Иногда перед сном Ленин вдруг брал с полки альбом с семейными фотографиями, долго, молча перелистывал, поглаживал пальцем лица матери, отца, братьев, сестер, вглядывался в кудрявого, ангельски хорошенького мальчика, которым он был когда-то, и по щекам его текли настоящие, крупные слезы. Он шумно сморкался, мягкий курносый нос краснел, он поднимал лицо, глядел в стену, и глаза его, обычно узкие, сощуренные, становились огромными, как блюдца.
Такими же огромными стали эти глаза, когда однажды Ленин развернул очередное послание от Бокия. Клочок бумаги выпал из толстых пальцев, подхваченный легким сквозняком, пролетел в другой конец кабинета.
– Проститутка! Сволочь! Предатель! – выкрикнул вождь, побагровел и стал заваливаться на бок.

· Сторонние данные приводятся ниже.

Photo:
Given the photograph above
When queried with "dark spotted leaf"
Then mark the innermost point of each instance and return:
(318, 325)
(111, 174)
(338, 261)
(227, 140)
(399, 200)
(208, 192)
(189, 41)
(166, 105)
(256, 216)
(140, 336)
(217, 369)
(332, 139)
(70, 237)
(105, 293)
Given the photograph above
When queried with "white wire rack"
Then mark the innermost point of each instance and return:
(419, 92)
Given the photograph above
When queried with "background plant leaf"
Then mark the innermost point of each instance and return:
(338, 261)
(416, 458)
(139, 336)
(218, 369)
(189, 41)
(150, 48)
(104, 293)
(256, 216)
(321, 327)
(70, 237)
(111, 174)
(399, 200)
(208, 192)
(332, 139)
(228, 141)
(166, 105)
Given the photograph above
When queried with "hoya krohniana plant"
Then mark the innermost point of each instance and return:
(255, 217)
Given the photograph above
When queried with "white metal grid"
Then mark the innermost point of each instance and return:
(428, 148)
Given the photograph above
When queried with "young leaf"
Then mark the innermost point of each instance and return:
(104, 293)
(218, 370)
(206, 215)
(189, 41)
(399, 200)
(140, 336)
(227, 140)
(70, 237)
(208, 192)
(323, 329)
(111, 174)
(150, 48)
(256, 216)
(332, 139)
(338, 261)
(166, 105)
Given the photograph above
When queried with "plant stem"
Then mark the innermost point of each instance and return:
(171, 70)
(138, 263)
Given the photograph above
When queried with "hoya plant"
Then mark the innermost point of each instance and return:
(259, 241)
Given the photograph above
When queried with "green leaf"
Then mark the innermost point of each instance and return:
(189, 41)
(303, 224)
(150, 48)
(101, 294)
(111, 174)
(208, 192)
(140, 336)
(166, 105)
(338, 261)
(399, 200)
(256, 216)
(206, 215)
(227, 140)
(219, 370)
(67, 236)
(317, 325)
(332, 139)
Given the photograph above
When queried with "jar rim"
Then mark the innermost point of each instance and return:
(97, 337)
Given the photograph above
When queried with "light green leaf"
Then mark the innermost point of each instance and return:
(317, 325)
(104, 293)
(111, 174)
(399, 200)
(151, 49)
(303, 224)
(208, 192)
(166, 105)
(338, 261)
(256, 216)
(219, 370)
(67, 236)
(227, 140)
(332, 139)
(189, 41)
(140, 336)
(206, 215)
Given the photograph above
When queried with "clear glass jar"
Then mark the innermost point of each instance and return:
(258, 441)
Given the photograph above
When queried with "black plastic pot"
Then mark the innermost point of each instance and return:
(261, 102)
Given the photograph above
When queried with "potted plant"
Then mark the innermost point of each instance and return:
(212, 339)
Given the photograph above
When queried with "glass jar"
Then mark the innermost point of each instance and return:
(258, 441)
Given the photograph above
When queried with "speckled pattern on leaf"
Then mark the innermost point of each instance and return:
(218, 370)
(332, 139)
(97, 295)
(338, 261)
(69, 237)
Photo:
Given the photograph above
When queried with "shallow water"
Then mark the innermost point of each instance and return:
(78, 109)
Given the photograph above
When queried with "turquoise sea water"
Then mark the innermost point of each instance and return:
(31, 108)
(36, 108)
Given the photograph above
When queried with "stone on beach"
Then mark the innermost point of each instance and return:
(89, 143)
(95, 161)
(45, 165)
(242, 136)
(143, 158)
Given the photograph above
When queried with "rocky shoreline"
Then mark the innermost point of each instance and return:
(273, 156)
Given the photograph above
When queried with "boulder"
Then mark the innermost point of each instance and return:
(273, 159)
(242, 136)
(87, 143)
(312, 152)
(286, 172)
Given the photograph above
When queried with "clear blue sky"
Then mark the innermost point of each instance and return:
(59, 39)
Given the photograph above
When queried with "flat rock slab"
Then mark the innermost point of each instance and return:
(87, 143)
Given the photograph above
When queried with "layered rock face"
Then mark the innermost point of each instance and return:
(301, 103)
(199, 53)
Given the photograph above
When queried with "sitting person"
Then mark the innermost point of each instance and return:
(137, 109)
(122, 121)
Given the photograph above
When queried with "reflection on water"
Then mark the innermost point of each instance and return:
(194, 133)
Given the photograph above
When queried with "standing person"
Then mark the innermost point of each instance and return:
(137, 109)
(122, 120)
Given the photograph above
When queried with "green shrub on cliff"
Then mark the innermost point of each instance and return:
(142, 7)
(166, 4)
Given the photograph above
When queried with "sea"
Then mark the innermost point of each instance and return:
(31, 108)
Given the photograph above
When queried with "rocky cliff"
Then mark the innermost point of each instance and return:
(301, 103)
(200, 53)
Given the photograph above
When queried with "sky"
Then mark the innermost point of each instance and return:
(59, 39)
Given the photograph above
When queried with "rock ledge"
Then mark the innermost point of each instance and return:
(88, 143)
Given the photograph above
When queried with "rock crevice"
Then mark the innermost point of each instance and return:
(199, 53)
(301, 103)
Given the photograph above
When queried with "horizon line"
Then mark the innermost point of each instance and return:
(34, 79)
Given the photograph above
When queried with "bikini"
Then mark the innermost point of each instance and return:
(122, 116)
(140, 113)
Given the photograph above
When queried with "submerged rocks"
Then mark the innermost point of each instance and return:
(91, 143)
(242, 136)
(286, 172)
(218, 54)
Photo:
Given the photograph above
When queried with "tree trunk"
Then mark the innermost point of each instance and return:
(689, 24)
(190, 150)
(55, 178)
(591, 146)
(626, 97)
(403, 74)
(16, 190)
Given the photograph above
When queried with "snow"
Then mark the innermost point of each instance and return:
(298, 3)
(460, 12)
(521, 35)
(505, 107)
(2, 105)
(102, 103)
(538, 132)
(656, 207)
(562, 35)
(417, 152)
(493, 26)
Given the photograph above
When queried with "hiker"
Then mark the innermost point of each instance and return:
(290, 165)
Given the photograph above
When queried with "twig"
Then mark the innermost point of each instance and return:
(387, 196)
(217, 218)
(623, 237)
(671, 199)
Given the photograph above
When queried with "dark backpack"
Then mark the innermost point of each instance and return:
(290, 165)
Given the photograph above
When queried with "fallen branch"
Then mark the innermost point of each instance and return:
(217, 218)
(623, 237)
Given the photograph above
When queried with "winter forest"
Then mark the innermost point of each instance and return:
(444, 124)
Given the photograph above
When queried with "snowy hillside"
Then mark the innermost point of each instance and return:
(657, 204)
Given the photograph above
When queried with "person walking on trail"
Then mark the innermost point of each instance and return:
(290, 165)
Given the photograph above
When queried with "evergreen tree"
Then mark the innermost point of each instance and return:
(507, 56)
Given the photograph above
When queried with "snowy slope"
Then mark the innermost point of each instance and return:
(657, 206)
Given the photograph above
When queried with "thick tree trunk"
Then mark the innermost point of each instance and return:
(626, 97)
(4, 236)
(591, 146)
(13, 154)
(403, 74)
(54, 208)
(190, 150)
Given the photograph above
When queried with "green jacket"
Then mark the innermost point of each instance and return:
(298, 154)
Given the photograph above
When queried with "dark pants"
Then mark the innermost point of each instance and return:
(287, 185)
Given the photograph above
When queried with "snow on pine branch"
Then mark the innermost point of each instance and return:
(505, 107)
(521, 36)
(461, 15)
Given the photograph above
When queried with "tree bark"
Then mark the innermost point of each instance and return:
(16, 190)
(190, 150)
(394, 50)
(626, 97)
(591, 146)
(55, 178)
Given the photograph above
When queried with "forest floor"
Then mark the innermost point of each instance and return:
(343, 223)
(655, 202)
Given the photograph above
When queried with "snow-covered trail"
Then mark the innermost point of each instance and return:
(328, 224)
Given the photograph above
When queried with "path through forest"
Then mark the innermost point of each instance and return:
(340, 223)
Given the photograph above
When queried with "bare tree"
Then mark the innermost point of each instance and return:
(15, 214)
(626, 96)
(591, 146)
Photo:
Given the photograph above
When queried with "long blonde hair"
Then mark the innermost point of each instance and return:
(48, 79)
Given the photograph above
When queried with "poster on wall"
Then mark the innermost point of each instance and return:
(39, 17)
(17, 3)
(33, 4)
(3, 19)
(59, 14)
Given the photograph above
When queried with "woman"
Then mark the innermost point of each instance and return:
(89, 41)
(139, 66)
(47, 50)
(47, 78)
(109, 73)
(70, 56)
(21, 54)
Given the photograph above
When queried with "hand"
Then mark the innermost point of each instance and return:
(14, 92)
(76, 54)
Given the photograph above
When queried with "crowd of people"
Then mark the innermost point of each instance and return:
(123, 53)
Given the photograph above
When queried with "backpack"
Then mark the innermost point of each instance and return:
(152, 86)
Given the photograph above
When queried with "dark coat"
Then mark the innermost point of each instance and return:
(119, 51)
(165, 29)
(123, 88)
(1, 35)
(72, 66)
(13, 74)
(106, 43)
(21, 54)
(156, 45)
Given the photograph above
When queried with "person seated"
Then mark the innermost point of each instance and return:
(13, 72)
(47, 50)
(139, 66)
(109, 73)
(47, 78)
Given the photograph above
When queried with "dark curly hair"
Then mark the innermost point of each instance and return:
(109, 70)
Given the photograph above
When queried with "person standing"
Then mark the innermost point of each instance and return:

Федор едва успел подхватить его, не дал грохнуться со стула. Припадок был таким мощным, что у Федора мелькнула мысль: один не справлюсь, надо звать на помощь.
На руках он дотащил бьющееся в судорогах державное тело до дивана, влил в рычащую мокрую пасть успокоительную настойку, принялся за массаж, мял горячие ушные раковины, натирал виски бальзамом, ловил дергающиеся маленькие ступни, массировал, бормотал, как заклинание:
– Владимир Ильич, тихо, тихо, сейчас все пройдет, все будет хорошо.
Наконец судороги ослабли, дыхание стало частым, хриплым. Федор посчитал пульс, припал ухом к груди. Сердце вождя билось быстро, но ровно. Он постепенно приходил в себя. Федор приподнял ему голову, дал воды.
– Как вы, Владимир Ильич?
Вождь хрипло дышал ртом, глаза прикрыты, лицо багровое, мокрое от пота. Тело несколько раз дернулось и тяжело, расслаблено обмякло. Припадок закончился.
– Дзержинского ко мне, – пробормотал он, едва шевеля вялыми губами.
Записка валялась на полу, возле телефонного столика. Прежде чем снять трубку, Федор нагнулся, поднял. Вождь отдыхал после припадка, глаза его были плотно закрыты. Повернувшись спиной к дивану, Федор взглянул на мелкие косые строчки и неожиданно для себя прочитал все, от первой до последней буквы.
– Да, Владимир Ильич.
– Ну и славно. Феликс видеть не должен. Мне уже лучше. Звоните, наконец!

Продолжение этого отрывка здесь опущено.